The FLOAT data type is used to store a floating-point number, which can be single or double precision.
FLOAT [ ( precision ) ]
precision An integer expression that specifies the number of bits in the mantissa. A mantissa is the decimal part of a logarithm. For example, in the logarithm 5.63428, the mantissa is 0.63428. The IEEE standard 754 floating-point precision is as follows:
Supplied precision value | Decimal precision | Equivalent SQL data type | Storage size |
---|---|---|---|
1-24 | 7 decimal digits | REAL | 4 bytes |
25-53 | 15 decimal digits | DOUBLE | 8 bytes |
When a column is created using the FLOAT ( precision ) data type, columns on all platforms are guaranteed to hold the values to at least the specified minimum precision. In contrast, REAL and DOUBLE do not guarantee a platform-independent minimum precision.
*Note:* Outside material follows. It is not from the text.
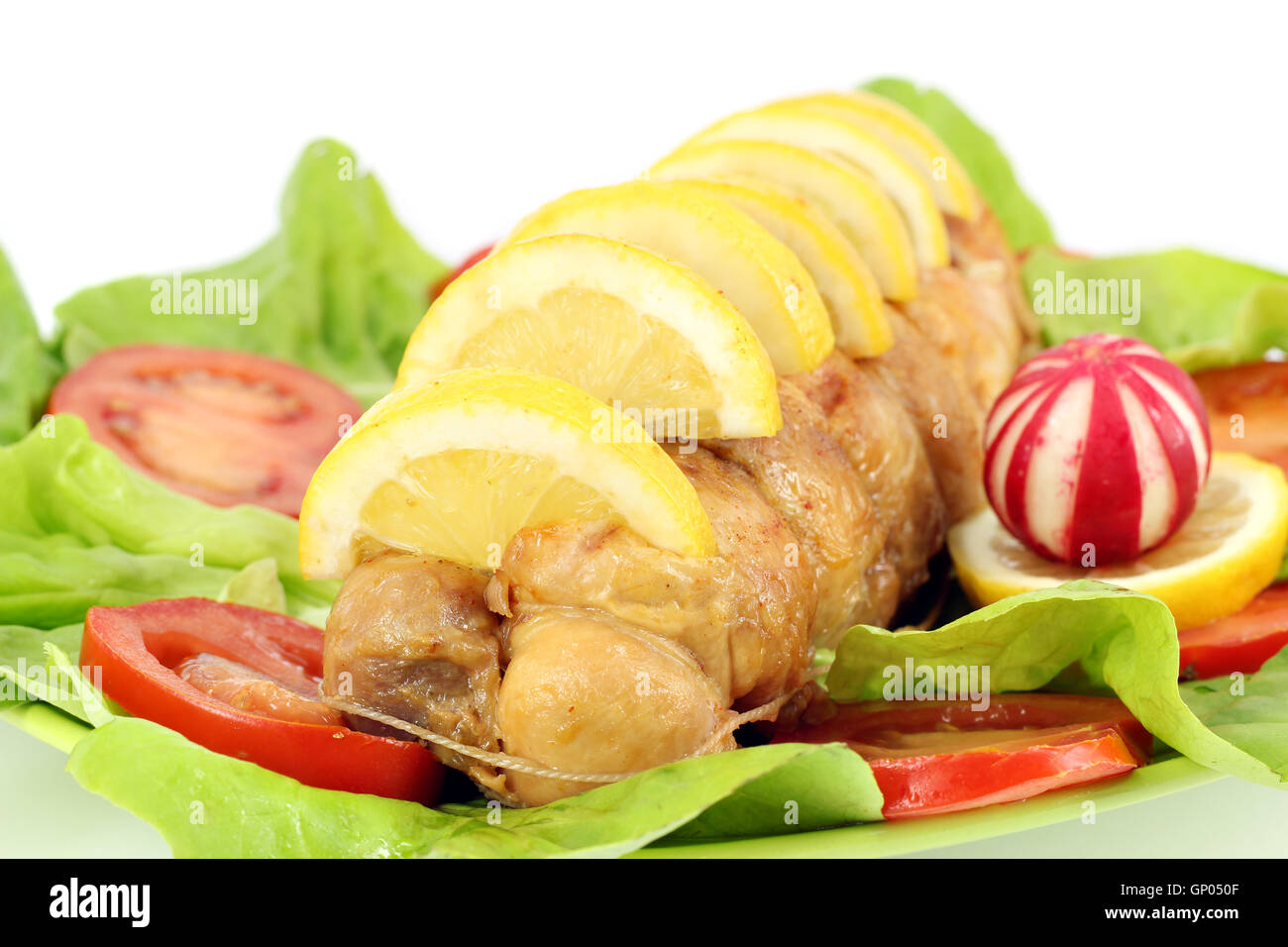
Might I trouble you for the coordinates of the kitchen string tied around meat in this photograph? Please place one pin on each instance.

If precision is not supplied, the FLOAT data type is a single-precision floating-point number, equivalent to the REAL data type, and requires 4 bytes of storage.
If precision is supplied, the FLOAT data type is either single or double precision, depending on the value of precision specified. The cutoff between REAL and DOUBLE is platform-dependent. Single-precision FLOAT values require 4 bytes of storage, and double-precision FLOAT values require 8 bytes.
The FLOAT data type is an approximate numeric data type. It is subject to rounding errors after arithmetic operations. The approximate nature of FLOAT values means that queries using equalities should generally be avoided when comparing FLOAT values.
SQL/2008 The FLOAT type is a core feature of the SQL/2008 standard.